Ontem, na Rua Tenente Nicolau Maffei, cenário era bem diferente do início deste mês; no entanto, algumas pessoas ainda circulavam pelas ruas

PRUDENTE - WEVERSON NASCIMENTO

Data 17/06/2020
Horário 05:09
Weverson Nascimento - Nem mesmo as lojas fechadas impediram algumas pessoas de circularem pelo centro Foto: Weverson Nascimento - Nem mesmo as lojas fechadas impediram algumas pessoas de circularem pelo centro

Após a região do DRS-11 (Departamento Regional de Saúde-Onze) ser classificada na fase vermelha pelo governo do Estado de São Paulo e a Prefeitura de Presidente Prudente publicar na segunda-feira o Decreto nº 30.956, que trata sobre a suspensão de atendimento presencial nas atividades tidas como não essenciais, ontem, na Rua  Tenente Nicolau Maffei, calçadão prudentino, o cenário era bem diferente do início deste mês. No entanto, mesmo com o comércio fechado, algumas pessoas ainda circulavam pelas ruas, principalmente, os idosos.

Tudo foi relatado na manhã de ontem, às 11h25, quando a equipe deste veículo desembarcou no local para acompanhar o primeiro dia da não abertura do comércio. Mesmo com o decreto já em vigor, quatro lojistas na área central se arriscavam com o estabelecimento parcialmente aberto. Já aqueles tidos como essenciais, antes mesmo de entrar nas lojas, a população recebia uma quantidade de álcool em gel 70%, assim como a orientação para uso obrigatório de máscaras. Quanto ao uso da máscara em ambiente externo, a maioria das pessoas utilizava da proteção, porém, o uso incorreto por ora foi presenciado.

Ainda na área comercial, se antes havia um aglomerado de pessoas em filas, ontem, era possível apenas encontrar anúncios de que: “os atendimentos serão feitos pelo WhatsApp ou pelos meios de comunicação”. Essa foi uma forma em que os lojistas apostaram para continuar atendendo seus clientes.

População no local

Desde o início das medidas que impõem a quarentena e, consequentemente, o distanciamento social, em Presidente Prudente, os idosos (grupo de risco) costumam “causar problemas” ao arriscarem suas próprias vidas. Na área central do calçadão, a reportagem conversou com a aposentada Iolanda Maria dos Santos, 68 anos, que disse que foi até o local pagar as contas. “É arriscado sair de casa, mas eu vou fazer o quê? Eu tenho que pagar minhas contas”. Ao ser questionada se haveria alguém para ajudá-la, ela disse que prefere pagar as despesas pessoalmente.

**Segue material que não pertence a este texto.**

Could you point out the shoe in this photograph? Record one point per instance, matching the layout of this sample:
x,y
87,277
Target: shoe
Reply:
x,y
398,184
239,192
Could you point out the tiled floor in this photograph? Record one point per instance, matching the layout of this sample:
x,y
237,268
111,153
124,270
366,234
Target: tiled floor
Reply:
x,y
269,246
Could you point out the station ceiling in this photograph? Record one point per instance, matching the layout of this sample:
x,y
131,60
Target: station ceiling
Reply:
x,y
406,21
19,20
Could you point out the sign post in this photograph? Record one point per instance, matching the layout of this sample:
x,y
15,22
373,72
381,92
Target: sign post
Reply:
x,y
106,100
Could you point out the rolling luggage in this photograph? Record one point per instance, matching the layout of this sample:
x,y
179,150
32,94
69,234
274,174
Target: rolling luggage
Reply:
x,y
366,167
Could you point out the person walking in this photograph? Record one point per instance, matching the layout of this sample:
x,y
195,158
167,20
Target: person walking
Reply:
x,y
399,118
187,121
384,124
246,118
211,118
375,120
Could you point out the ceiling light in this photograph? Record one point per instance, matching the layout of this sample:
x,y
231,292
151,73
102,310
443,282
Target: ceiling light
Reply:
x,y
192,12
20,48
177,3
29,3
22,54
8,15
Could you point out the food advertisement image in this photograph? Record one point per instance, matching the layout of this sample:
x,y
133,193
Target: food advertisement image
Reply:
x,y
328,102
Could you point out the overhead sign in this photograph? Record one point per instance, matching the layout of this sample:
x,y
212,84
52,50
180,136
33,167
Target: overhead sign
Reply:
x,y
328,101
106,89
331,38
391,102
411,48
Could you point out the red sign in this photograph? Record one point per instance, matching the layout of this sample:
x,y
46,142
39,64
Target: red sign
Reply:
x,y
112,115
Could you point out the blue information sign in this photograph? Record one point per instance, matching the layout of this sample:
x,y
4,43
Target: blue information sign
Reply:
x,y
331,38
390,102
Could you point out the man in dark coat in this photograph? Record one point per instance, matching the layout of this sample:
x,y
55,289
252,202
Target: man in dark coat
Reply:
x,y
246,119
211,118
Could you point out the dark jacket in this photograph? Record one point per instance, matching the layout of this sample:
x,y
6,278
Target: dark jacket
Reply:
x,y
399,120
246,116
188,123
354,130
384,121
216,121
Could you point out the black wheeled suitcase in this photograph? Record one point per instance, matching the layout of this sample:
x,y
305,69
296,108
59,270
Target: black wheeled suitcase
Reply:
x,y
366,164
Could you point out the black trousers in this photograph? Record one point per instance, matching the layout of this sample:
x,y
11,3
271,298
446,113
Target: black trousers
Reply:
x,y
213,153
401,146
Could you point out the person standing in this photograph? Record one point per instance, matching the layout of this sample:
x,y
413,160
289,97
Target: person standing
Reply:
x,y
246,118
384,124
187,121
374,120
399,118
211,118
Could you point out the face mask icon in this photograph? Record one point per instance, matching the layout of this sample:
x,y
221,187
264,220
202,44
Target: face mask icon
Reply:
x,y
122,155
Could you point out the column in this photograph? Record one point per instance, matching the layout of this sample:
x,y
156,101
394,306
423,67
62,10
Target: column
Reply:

Pagar as contas também continua sendo o principal fator que leva a empregada doméstica, Maria da Cruz, 42 anos, se dirigir até o calçadão prudentino. “Eu não venho todos os dias, inclusive, neste período só saio quanto é necessário” explica. Já quanto o fechamento do comércio, ela disse que faltou mais respeito pela saúde e a coletividade. “Se as pessoas tivessem respeitado as normas estabelecidas, o comércio ainda estaria aberto”.

Decreto Municipal

No Decreto Municipal, a qual fica estendido até 28 deste mês a vigência da medida de quarentena instituída pelo Decreto Estadual nº 64.881, o prefeito Nelson Roberto Bugalho (PSDB) considera que foi levado em conta o Plano São Paulo, instituído pelo Estado (nº 64.994); a análise pelo governo estadual; os dados indicativos obtidos nos últimos 14 dias, de acordo com as regras estabelecidas pelo referido plano. No entanto, ressalta que as restrições não podem prejudicar o exercício e o funcionamento de serviços públicos e atividades essenciais.

Já quanto às atividades não essenciais, aplica-se o disposto em decretos anteriores editados, especificamente quanto ao atendimento por delivery e drive-thru (alteração de texto publicada na data de ontem). O decreto especifica também que qualquer infração ao disposto está sujeita, o infrator, às penalidades previstas na legislação federal, estadual e municipal.